In reading through the section on infections, one can hardly help being perplexed by several unusual findings in children with this disease. For example, more than half of the cases of osteomyelitis in sickle-cell patients are due to Salmonella - a microorganism almost never found otherwise in association with osteomyelitis, Another strange occurrence is that when the sickle trait and hemoglobin-C trait are inherited together (SC disease), the result is a milder sickle-cell disease than when the hemoglobin-C trait is not present - all symptoms are less frequent and less severe, with the exception of sickle retinopathy, which is more common in this combination than in sickle-cell anemia. Why?

Drs. Mentzer and Wang present a plan for a sickle-cell screening program that could detect those with the disease before the onset of complications and also those who are carriers of the trait.

Their second article is a complete and up-to-date review of prognosis and treatment of sicklecell disease. This is a comprehensive article that includes treatment for hypoxia, vaso-occlusive crisis, and infections in persons with sickle-cell disease. The authors also discuss the questionable use of splenectomy and review the new antisickling agents. They include a large bibliography reporting on articles up to the present years.

The third article in this symposium covers the thalassemia syndromes and has been contributed by Dr. Richard David Propper, of Children's Hospital Medical Center, Boston. Most pediatricians in this country tend to think of betathalassemia when the term thalassemia is mentioned, for this is by far the most common form of the disease found here. Dr. Propper, however, discusses all forms of the disorder - alpha-, beta-, gamma-, and delta-thalassemia - while devoting his major attention to beta-thalassemia. He points out that the basic pathology is due to an interaction of the anemia, the massive, ineffective erythropoiesis, and the body's attempt to maintain homeostasis. He then discusses all the signs and symptoms of the disease as related to these three body difficulties.

During the past 30 years, methods of therapy for children with thalassemia have depended on the use of intensive transfusions, given in thalassemia clinics throughout the country. The children have been living longer, but one severe problem has been encountered: there has been an accumulation of excess iron within their systems, with the resultant pathologic effects. Deferoxamine, a chelating agent administered to those with acute iron poisoning, has been tried on thalassemia patients during the past 10 years, in a daily intramuscular dose. The results until now have been an inadequate excretion of the excess iron. Dr. Propper, one of the primary investigators in the study of chelation therapy for thalassemia patients, now reports on a method of constant subcutaneous infusion given 10 to 14 hours daily that results in increased iron excretion.

The author also discusses the therapeutic aspects of splenectomy, with emphasis on postoperative drug and vaccine therapy. This article brings us up to date on the control and treatment of betathalassemia.

Dr.

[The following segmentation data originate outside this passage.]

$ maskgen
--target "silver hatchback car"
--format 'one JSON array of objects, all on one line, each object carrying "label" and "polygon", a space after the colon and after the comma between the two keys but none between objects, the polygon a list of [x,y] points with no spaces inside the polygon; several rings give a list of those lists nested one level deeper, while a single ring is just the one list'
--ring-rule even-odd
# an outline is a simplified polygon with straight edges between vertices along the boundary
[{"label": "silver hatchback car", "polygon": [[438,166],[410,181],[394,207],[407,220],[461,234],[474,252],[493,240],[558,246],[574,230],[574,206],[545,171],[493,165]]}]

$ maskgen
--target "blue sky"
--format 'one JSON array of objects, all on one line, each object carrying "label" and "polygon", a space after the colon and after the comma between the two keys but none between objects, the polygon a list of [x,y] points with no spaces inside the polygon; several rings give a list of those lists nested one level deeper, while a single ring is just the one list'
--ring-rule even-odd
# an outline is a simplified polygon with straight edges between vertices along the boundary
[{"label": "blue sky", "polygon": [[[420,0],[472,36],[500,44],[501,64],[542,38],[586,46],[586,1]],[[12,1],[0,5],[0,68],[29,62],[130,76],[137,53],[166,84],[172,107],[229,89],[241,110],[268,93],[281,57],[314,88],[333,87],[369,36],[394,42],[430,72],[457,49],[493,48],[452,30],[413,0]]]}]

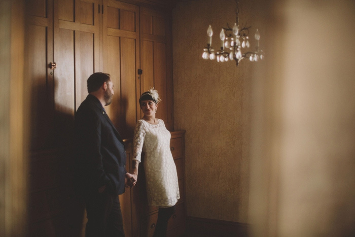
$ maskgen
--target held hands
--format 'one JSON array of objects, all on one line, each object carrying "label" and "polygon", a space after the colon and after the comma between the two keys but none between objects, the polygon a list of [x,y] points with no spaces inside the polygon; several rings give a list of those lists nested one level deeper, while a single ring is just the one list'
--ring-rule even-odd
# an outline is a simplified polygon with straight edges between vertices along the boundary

Drew W. Sullivan and our guest editor, Dr. Glader, discuss hereditary spherocytosis in children in the final article in this issue. Hereditary spherocytosis is the most common intrinsic redcell-membrane disorder associated with hemolysis and is found primarily in persons of northern European extraction. Red corpuscles of persons with the disease are spherical rather than discoid and rigid rather than being capable of bending. They thus become trapped in the spleen, where they are injured or destroyed. Hemolysis is usually moderate, with only a mild anemia.

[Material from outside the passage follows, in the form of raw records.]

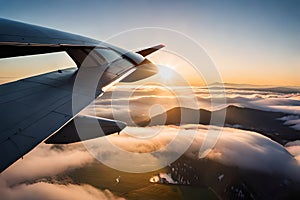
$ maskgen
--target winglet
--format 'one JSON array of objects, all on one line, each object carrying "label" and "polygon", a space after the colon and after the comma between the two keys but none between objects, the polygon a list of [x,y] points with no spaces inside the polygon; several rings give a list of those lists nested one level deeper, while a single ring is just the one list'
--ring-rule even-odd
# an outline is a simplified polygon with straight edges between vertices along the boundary
[{"label": "winglet", "polygon": [[136,53],[138,53],[138,54],[140,54],[140,55],[142,55],[142,56],[145,57],[145,56],[148,56],[149,54],[151,54],[151,53],[153,53],[153,52],[155,52],[155,51],[157,51],[157,50],[159,50],[159,49],[161,49],[163,47],[165,47],[164,44],[159,44],[159,45],[156,45],[154,47],[149,47],[147,49],[140,50],[140,51],[138,51]]}]

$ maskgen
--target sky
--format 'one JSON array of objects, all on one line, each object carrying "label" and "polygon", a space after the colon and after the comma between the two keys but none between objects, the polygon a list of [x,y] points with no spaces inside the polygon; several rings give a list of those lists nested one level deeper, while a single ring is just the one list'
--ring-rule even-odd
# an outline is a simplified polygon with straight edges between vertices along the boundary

The diagnosis of hereditary spherocytosis is usually definite, from symptoms and laboratory findings. There are other medical conditions, however, in which spherocytosis is found, and these are discussed by Drs. Sullivan and Glader. Splenectomy is the treatment they specify for the disease; it is "curative," although spherocytes remain in the bloodstream. As with sickle-cell anemia and thalassemia, the treatment of the postsplenectomy patient is routine, with antibiotics and pneumococcus vaccine.

Space limitations prevent us from publishing in this issue an additional paper on a hereditary blood disorder, Willebrand's disease, that had been planned by Dr. Glader for this issue. It will appear in September.